中島先生は、囲碁のプロ棋士になるべく子どもの頃から訓練していたという衝撃の事実をサラリとお話されてから、AIがものすごく強くなったときに、「懐かしさ」を覚えた、と言います。それは、中島先生が当時好きでよく並べていたという「江戸時代の碁」を含む、忘れ去られていたような昔の打ち方とAIの手が類似していたことで、この「江戸時代の碁」は、「盤の上に一手を打つことに、ある種の宇宙との呼応があり、宗教観の表れとして存在してきた」、と中島先生は話します。それが近代囲碁になって合理性が重視される度合いが高まるにつれ、「その感覚が忘れられてしまった」。そこでAIは、この江戸時代の碁が持っていた「宇宙観」と、近代の「合理性」の極北みたいなものを同時に抱えて登場したというところが、世界にとってとても新鮮であり、中島先生は非常に面白みを感じた、と話しました。

若松英輔先生

お兄さんと一緒に小さいころから将棋を見ていたという若松先生は、勝ち負けよりも、指している「人」を見ていた、と言います。竜王戦だけ強い人、負けていく人、亡くなっていく人など、そういう人たちが作るものが将棋の歴史であったという若松先生にとっては、“負ける”ということが必要であり、また「勝っていた人間だけが負けることができる」。「うまくいかないことが、我々をつなぎとめたり、動かしたり、あるいは創造的にしたりする」と話す若松先生は、勝者しか残らない将棋界は、学びの方法が変わっていくのではないか、と疑問を投げかけます。
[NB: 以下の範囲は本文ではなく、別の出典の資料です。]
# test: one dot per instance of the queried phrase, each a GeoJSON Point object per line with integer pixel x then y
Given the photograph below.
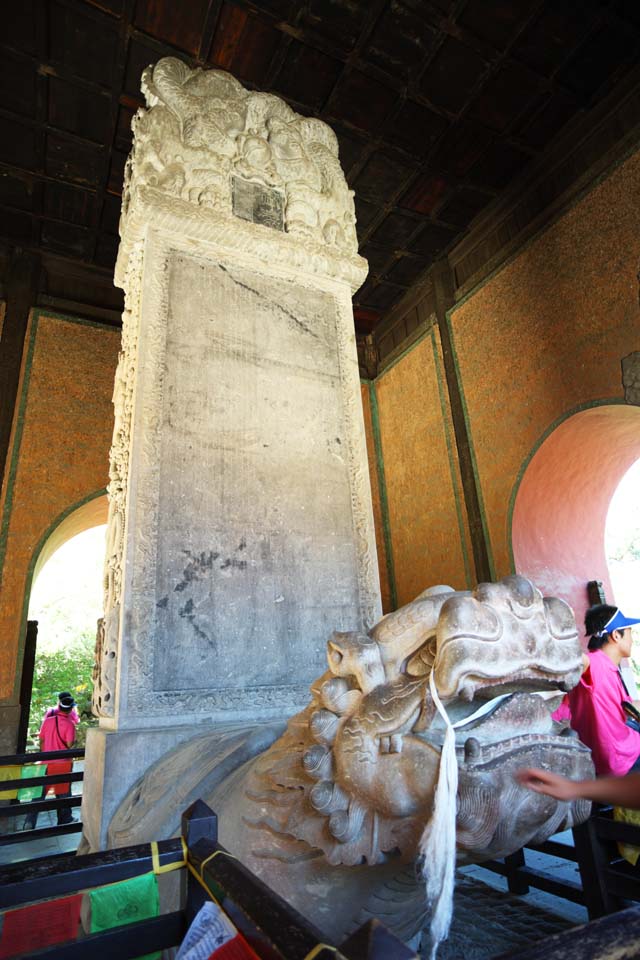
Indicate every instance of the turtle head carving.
{"type": "Point", "coordinates": [365, 753]}
{"type": "Point", "coordinates": [340, 800]}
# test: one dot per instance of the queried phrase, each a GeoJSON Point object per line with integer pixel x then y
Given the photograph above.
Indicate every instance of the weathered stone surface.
{"type": "Point", "coordinates": [240, 523]}
{"type": "Point", "coordinates": [341, 801]}
{"type": "Point", "coordinates": [256, 558]}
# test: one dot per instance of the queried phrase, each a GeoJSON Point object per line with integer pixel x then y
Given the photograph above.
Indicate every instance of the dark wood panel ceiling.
{"type": "Point", "coordinates": [437, 104]}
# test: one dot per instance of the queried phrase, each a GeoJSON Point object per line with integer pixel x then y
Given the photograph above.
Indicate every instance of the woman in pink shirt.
{"type": "Point", "coordinates": [596, 702]}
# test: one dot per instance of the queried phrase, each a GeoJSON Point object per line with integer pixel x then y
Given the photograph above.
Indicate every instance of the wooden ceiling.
{"type": "Point", "coordinates": [437, 104]}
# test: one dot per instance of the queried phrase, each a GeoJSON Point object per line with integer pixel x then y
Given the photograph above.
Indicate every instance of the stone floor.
{"type": "Point", "coordinates": [488, 921]}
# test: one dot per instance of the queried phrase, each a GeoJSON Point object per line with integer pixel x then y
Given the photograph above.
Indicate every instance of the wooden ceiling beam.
{"type": "Point", "coordinates": [118, 80]}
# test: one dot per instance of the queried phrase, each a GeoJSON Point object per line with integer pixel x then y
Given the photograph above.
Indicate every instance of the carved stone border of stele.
{"type": "Point", "coordinates": [156, 223]}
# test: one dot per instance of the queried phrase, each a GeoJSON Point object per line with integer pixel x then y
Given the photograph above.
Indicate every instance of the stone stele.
{"type": "Point", "coordinates": [240, 523]}
{"type": "Point", "coordinates": [333, 811]}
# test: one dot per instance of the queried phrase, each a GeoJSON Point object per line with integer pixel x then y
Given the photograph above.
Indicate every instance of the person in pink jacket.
{"type": "Point", "coordinates": [596, 703]}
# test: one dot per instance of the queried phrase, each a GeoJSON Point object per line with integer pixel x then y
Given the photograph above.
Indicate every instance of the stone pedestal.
{"type": "Point", "coordinates": [240, 526]}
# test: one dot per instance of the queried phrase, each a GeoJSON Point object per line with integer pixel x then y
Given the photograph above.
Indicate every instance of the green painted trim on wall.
{"type": "Point", "coordinates": [382, 489]}
{"type": "Point", "coordinates": [32, 564]}
{"type": "Point", "coordinates": [401, 356]}
{"type": "Point", "coordinates": [590, 405]}
{"type": "Point", "coordinates": [81, 321]}
{"type": "Point", "coordinates": [452, 461]}
{"type": "Point", "coordinates": [474, 463]}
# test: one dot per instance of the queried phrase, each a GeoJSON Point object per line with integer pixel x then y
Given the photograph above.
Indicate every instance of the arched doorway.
{"type": "Point", "coordinates": [54, 595]}
{"type": "Point", "coordinates": [561, 503]}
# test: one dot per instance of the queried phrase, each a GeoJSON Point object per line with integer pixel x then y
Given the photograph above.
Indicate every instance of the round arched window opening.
{"type": "Point", "coordinates": [562, 502]}
{"type": "Point", "coordinates": [66, 600]}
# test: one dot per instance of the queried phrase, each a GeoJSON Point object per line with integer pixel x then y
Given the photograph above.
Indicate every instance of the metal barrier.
{"type": "Point", "coordinates": [263, 917]}
{"type": "Point", "coordinates": [608, 881]}
{"type": "Point", "coordinates": [15, 810]}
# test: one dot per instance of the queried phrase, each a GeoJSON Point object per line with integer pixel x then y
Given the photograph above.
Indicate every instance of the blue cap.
{"type": "Point", "coordinates": [619, 622]}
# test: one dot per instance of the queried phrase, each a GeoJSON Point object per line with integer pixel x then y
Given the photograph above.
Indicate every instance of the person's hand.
{"type": "Point", "coordinates": [551, 784]}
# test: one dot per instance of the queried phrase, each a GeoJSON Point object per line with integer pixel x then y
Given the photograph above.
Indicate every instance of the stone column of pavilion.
{"type": "Point", "coordinates": [241, 529]}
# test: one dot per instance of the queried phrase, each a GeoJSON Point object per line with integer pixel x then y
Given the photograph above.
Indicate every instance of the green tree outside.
{"type": "Point", "coordinates": [68, 668]}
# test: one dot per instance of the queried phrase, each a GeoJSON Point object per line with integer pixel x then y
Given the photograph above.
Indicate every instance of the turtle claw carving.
{"type": "Point", "coordinates": [352, 780]}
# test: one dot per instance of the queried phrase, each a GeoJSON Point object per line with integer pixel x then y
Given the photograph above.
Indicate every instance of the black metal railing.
{"type": "Point", "coordinates": [607, 880]}
{"type": "Point", "coordinates": [17, 812]}
{"type": "Point", "coordinates": [259, 913]}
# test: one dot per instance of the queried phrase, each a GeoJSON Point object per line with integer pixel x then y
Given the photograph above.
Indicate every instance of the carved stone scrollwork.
{"type": "Point", "coordinates": [106, 643]}
{"type": "Point", "coordinates": [202, 131]}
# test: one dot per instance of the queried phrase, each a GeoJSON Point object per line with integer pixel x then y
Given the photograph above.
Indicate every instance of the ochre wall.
{"type": "Point", "coordinates": [372, 454]}
{"type": "Point", "coordinates": [59, 456]}
{"type": "Point", "coordinates": [558, 538]}
{"type": "Point", "coordinates": [543, 338]}
{"type": "Point", "coordinates": [425, 515]}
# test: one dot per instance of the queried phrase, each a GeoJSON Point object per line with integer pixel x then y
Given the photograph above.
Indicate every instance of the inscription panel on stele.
{"type": "Point", "coordinates": [257, 564]}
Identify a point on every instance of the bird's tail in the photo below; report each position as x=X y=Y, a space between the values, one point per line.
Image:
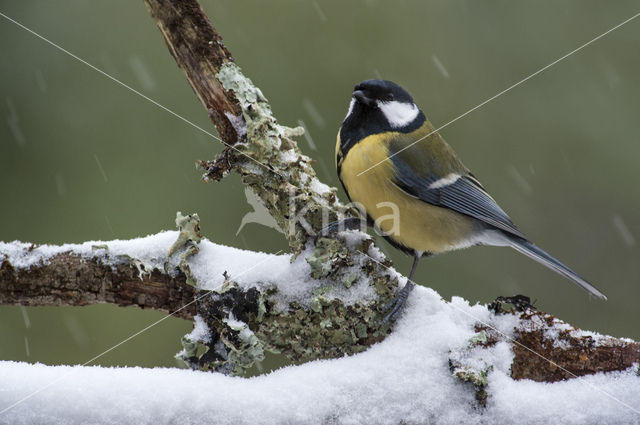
x=532 y=251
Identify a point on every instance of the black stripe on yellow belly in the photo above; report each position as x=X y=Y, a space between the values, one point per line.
x=418 y=226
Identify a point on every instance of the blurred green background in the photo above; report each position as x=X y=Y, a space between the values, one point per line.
x=82 y=158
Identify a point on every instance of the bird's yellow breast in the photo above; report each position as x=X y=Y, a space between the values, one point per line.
x=405 y=219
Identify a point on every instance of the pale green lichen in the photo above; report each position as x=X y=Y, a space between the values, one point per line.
x=284 y=185
x=467 y=368
x=244 y=323
x=187 y=242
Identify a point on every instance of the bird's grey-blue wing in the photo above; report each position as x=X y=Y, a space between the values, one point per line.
x=463 y=194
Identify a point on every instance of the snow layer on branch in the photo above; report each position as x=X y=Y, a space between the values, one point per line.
x=404 y=378
x=246 y=268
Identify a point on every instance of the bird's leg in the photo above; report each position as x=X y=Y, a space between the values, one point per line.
x=349 y=223
x=396 y=305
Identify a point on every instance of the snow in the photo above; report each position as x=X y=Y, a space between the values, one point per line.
x=405 y=378
x=246 y=268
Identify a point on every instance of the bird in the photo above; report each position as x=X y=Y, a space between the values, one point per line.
x=413 y=189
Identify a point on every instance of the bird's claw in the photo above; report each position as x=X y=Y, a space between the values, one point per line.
x=396 y=305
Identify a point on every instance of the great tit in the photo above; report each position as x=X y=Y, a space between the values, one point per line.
x=420 y=195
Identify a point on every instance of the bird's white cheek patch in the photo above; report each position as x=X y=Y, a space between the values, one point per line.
x=353 y=101
x=399 y=114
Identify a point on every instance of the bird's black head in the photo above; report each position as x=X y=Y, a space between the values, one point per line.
x=378 y=106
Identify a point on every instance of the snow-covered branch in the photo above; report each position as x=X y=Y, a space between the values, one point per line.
x=442 y=361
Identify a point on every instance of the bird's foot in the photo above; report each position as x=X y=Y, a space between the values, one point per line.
x=349 y=223
x=396 y=305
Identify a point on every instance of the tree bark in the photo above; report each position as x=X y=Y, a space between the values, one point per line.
x=71 y=280
x=544 y=348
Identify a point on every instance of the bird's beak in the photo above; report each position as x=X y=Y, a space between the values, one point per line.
x=362 y=98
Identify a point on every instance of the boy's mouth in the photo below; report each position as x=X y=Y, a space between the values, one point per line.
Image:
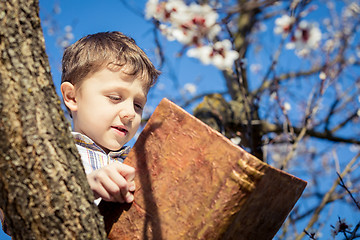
x=121 y=129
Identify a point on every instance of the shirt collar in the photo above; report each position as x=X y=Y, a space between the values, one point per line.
x=86 y=142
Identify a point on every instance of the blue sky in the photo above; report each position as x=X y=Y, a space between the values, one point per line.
x=91 y=16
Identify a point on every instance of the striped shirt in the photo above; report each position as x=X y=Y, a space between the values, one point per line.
x=94 y=157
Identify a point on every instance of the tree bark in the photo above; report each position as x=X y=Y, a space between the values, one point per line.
x=43 y=187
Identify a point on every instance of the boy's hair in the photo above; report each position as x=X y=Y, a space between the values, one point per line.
x=114 y=50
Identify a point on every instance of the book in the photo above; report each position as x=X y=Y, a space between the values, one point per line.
x=194 y=183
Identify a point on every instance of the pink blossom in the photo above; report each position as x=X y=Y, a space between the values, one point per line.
x=220 y=54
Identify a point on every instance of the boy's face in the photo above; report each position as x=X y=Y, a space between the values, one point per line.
x=108 y=108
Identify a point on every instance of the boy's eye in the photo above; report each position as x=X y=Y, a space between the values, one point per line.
x=138 y=106
x=114 y=98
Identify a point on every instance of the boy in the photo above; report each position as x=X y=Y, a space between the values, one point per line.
x=105 y=81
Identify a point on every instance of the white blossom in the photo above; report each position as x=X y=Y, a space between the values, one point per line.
x=186 y=24
x=306 y=37
x=283 y=24
x=287 y=106
x=236 y=140
x=322 y=75
x=341 y=226
x=190 y=88
x=220 y=54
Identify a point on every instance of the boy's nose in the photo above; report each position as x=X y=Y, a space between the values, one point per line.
x=127 y=113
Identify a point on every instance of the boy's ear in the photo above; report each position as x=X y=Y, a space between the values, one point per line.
x=68 y=92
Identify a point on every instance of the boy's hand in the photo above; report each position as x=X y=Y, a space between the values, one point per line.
x=113 y=183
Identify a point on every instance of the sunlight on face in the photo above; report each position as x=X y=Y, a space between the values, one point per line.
x=109 y=108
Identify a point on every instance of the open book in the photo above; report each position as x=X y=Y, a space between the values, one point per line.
x=194 y=183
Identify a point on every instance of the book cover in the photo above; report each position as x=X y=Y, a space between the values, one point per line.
x=194 y=183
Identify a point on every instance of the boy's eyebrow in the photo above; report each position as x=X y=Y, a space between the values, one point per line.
x=141 y=94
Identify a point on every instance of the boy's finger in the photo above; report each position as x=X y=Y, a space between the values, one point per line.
x=132 y=186
x=126 y=171
x=129 y=197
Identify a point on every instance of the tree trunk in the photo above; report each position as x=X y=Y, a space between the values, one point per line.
x=43 y=187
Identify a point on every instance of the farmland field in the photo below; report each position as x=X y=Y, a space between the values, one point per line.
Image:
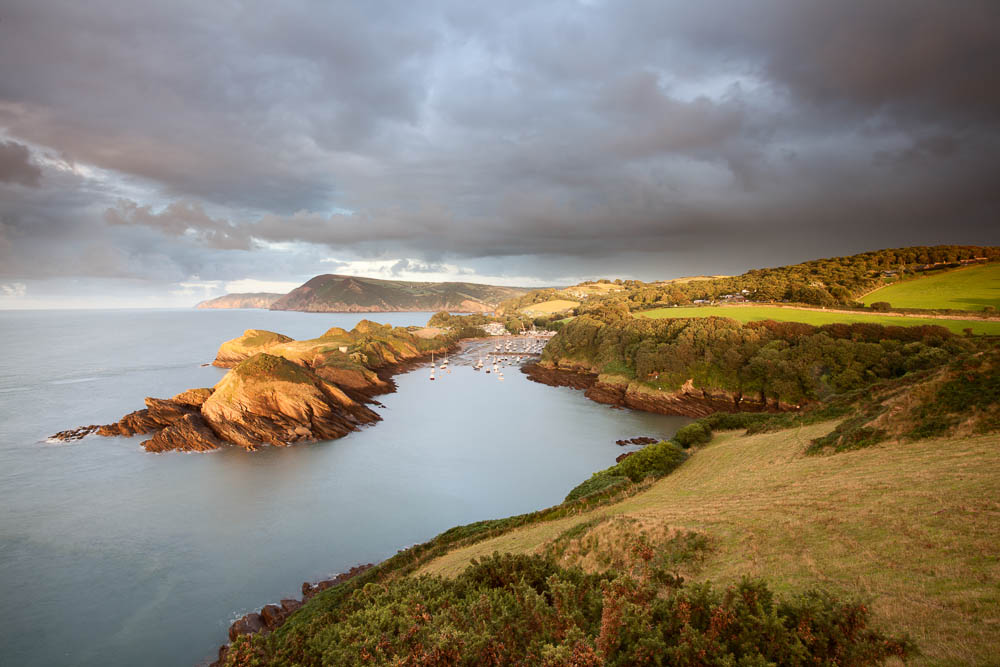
x=909 y=526
x=549 y=307
x=973 y=288
x=819 y=317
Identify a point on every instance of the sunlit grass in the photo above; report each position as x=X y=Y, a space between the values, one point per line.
x=971 y=288
x=819 y=317
x=912 y=526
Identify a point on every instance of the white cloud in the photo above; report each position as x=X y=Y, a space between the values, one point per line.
x=254 y=285
x=405 y=268
x=14 y=290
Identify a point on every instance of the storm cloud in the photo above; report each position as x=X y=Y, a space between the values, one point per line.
x=174 y=141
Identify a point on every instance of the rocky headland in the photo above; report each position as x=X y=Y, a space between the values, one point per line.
x=280 y=391
x=688 y=401
x=241 y=300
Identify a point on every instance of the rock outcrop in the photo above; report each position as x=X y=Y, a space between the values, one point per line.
x=273 y=616
x=242 y=300
x=280 y=391
x=268 y=400
x=688 y=401
x=250 y=343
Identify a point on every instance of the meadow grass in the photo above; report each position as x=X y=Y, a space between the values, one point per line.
x=818 y=317
x=971 y=288
x=912 y=527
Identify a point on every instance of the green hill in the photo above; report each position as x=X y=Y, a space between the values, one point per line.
x=818 y=317
x=973 y=288
x=910 y=526
x=335 y=293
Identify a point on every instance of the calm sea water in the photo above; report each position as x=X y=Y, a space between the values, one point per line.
x=113 y=556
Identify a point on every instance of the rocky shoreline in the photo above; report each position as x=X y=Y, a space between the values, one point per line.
x=278 y=392
x=688 y=401
x=273 y=616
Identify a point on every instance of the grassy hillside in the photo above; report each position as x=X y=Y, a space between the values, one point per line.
x=334 y=293
x=973 y=288
x=834 y=281
x=912 y=526
x=549 y=307
x=820 y=317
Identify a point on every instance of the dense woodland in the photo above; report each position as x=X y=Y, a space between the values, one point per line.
x=837 y=281
x=791 y=362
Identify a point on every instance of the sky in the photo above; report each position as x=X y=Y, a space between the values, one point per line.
x=154 y=154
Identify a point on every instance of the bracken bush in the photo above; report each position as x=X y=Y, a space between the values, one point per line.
x=527 y=610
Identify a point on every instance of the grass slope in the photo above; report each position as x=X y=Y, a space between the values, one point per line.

これを受けて羽生さんは、人間の将棋とソフトの将棋は何が違うのかを考えてみると、それは「ドラマチックかどうか」かもしれない、と話します。「本当は、プロであったら、いい手を指すとか、すごい手を指すとか、そういうことが大事なのかもしれないんですけど、意外とミスしたり失敗したりっていうところも、そういうことも含めたところなのかな、と思うようにはなりました。」

もしかしたら、
私たちがたくさん学ぶのは、
敗者のほうからかもしれない

若松英輔

 

そして、羽生さんはこの後、「人間が流れに囚われがちであるというのは、プラスになりうる要素か、邪魔な、切り捨てるべき要素か」との質問に対して、次のように答えます。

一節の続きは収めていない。